Pourtant, la plupart des représentants des pays qui ont accepté de s'exprimer anonymement sur le sujet ont déclaré ne pas être particulièrement préoccupés par l'influence de la Fondation Gates sur l'OMS.


"Je ne pense pas qu'ils aient de mauvaises intentions. C'est juste un acteur tellement important que dès qu'il met de l'argent, il peut perturber les choses", a déclaré un diplomate basé à Genève.

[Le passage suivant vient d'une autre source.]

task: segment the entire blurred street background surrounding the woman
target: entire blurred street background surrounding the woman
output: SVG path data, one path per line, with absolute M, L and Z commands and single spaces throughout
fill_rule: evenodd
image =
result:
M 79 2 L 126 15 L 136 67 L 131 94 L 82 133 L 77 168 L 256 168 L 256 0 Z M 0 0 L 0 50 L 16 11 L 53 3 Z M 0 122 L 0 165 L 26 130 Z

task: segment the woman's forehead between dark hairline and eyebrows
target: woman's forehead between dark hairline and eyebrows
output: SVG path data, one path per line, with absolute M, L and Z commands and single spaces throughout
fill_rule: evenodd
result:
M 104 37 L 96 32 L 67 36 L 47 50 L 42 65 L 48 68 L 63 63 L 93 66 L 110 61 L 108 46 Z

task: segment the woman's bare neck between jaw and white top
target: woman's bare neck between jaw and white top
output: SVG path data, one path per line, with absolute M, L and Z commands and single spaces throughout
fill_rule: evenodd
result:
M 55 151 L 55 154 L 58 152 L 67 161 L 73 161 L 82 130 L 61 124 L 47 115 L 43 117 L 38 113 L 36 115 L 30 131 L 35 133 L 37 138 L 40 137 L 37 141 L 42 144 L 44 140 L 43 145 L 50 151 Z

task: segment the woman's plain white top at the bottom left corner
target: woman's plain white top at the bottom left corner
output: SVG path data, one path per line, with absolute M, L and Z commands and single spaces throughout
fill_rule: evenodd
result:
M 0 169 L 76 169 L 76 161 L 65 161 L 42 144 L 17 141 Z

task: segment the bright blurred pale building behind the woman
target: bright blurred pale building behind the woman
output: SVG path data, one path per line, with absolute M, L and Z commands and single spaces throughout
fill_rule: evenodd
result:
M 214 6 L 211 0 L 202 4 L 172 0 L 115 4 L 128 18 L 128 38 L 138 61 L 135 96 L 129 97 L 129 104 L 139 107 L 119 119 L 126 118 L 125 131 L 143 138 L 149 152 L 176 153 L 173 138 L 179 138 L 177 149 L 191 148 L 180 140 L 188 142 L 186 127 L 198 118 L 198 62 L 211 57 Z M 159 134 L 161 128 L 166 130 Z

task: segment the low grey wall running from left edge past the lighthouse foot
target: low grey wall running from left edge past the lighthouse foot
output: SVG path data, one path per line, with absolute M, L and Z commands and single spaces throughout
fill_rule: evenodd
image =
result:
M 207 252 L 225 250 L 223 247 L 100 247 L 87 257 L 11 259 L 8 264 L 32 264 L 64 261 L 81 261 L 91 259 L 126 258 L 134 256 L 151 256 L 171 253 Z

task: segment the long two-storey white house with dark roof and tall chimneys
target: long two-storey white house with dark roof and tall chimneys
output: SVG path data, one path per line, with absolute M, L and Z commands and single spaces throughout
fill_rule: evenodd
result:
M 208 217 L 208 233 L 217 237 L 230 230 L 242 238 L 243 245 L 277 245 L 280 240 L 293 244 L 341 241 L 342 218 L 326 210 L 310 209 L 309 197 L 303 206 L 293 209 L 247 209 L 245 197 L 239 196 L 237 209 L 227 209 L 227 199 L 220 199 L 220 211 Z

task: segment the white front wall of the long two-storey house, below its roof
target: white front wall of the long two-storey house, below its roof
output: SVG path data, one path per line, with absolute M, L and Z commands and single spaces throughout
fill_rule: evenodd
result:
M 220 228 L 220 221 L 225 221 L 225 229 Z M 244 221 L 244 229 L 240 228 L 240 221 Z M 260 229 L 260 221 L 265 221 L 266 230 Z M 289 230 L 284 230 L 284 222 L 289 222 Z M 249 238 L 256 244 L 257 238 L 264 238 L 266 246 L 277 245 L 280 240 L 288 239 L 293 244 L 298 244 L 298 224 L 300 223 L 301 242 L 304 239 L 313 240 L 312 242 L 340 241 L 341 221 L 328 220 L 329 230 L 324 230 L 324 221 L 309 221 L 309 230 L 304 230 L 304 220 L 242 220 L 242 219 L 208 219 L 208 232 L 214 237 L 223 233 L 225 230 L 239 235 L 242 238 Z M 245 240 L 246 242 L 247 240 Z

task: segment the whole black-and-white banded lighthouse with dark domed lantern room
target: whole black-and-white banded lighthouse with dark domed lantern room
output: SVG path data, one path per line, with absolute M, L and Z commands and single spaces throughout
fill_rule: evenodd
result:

La chef sortante de l'OMS, Margaret Chan | Fabrice Coffrini/AFP via Getty Images



"D'après ce que je peux dire, les gens sont vraiment heureux avec quiconque donne de l'argent", a déclaré un autre."


Une grande inconnue est ce qu'il adviendra de l'argent de la fondation une fois qu'elle aura atteint son objectif d'éradication de la polio, qui a commencé à la fin des années 1980 et qui semble maintenant se rapprocher de son but. Mme Chan a prévenu que si les fonds destinés à la lutte contre la polio se tarissaient en 2019, l'organisme de santé mondial serait à la recherche d'encore plus d'argent.


M. Landry, de la Fondation Gates, a déclaré que ses collègues travaillaient avec l'OMS et son équipe chargée de la polio sur un "plan de transition" afin que les programmes actuellement financés par l'effort de lutte contre la polio ne connaissent pas de difficultés lorsque l'argent cessera d'affluer. L'OMS doit présenter un rapport à ce sujet aux pays membres en mai.


"L'impact de la fondation sur l'OMS est énorme", a déclaré Garrett, du Council on Foreign Relations. "S'ils n'étaient pas là, s'ils s'en allaient avec leur argent, l'impact délétère serait profond, et tout le monde n'en est que trop conscient."